Une maladie mal connue
L’endométriose est une maladie gynécologique à l’origine de douleurs du ventre et du bassin au moment des règles qui reste très mal connue. Il s’agit d’une migration anormale de cellules de l’endomètre en dehors de l’utérus. L’endomètre est le tissu qui revêt la paroi interne de l’utérus. L’endomètre est hypertrophié en première partie de cycle pour assurer la nidification de l’embryon éventuel, puis il est éliminé au moment des règles. L’endométriose est provoquée par le développement puis l’involution de ce tissu endométrial qui s’est développé ailleurs que dans l’utérus, et en général dans le petit bassin et le ventre.
Quand penser à une endométriose ?
Plutôt que d’attribuer des règles douloureuses à un « simple déséquilibre hormonal qui va passer », une douleur importante au moment des règles, surtout si elle constitue un handicap social ou professionnel, doit conduire une adolescente ou une femme à en parler à son médecin.
De même, si des douleurs surviennent au moment des rapports sexuels et si celles-ci perdurent, il est important de consulter ? C’est la même chose en cas de problème de stérilité chez une femme jeune.
D’autres douleurs ou signes plus « régionaux » peuvent alerter : difficultés et douleurs pour uriner, traces de sang dans les urines ou les selles, douleurs du bassin lors des émissions de selles…
Quelle stratégie diagnostique conseillée ?
Le diagnostic repose en premier sur l’interrogatoire du médecin et celui-ci sera orienté en fonction des plaintes. Il sera complété par un examen clinique complet et une échographie du petit bassin.

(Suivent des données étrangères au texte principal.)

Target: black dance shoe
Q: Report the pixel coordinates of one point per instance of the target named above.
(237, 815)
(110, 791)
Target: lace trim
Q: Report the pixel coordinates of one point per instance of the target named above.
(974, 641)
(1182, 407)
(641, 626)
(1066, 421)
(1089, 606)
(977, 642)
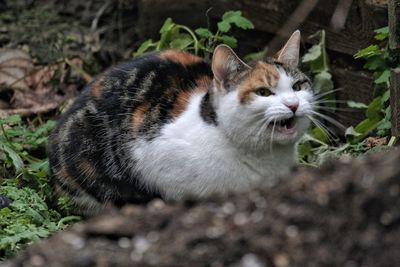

En cas de discordance entre les plaintes et les examens, d’autres examens plus spécialisés peuvent être réalisés (échographie endovaginale ou IRM), et c’est seulement en l’absence de lésion caractéristique qu’une cœlioscopie diagnostique, plus invasive, doit être envisagée.
En cas de diagnostic, et avant toute chirurgie, il faut évaluer l’extension de la maladie avec des examens qui vont explorer la vessie et les intestins.
Un traitement individualisé
L’objectif principal doit être de soulager les douleurs et le traitement repose donc en priorité sur une contraception œstroprogestative ou un stérilet libérant un progestatif, le lévonorgestrel.
Les médicaments qui bloquent les cycles hormonaux, comme les agonistes de la Gn-RH, sont indiqués en 2e intention et en association à un progestatif et à un estrogène. Une alternative est une contraception à base de progestatifs selon différentes modalités.
De nouveaux traitements de l’endométriose comme les anti-aromatases, ne sont pas recommandés en l’absence d’évaluation solide.
La chirurgie est envisagée après échec des traitements médicaux, en fonction des souffrances de la malade et en cas de désir de grossesse. Il est important de prévoir un traitement hormonal en continu en post-opératoire afin de limiter le risque de récidive et d’améliorer la qualité de vie. Les agonistes de la Gn-RH ne sont pas recommandés en post-opératoire.
Les anti-inflammatoires non-stéroïdiens (ibuprofène, ...) ne sont pas non plus recommandés sur le long terme, en raison des complications qu'ils peuvent faire courir.
Une prise en charge dans des centres experts
Les auteurs des recommandations soulignent la difficulté à trouver des études scientifiques de bonne qualité pour établir les recommandations. La prise en charge devrait donc être réalisée dans des centres associant plusieurs type de médecins (gynécologues et radiologues) et de chirurgiens (gynécologues, urologues, digestifs) afin de réaliser une vraie prise en charge « pluridisciplinaire ».
Afin d’améliorer la prise en charge des cas difficiles, il convient également de prévoir des centres experts de dépistage précoce de l’endométriose.
Très attendues, ces recommandations représentent une base solide pour améliorer la prise en charge de l’endométriose, ce « cancer métastasé sans cellules cancéreuses ».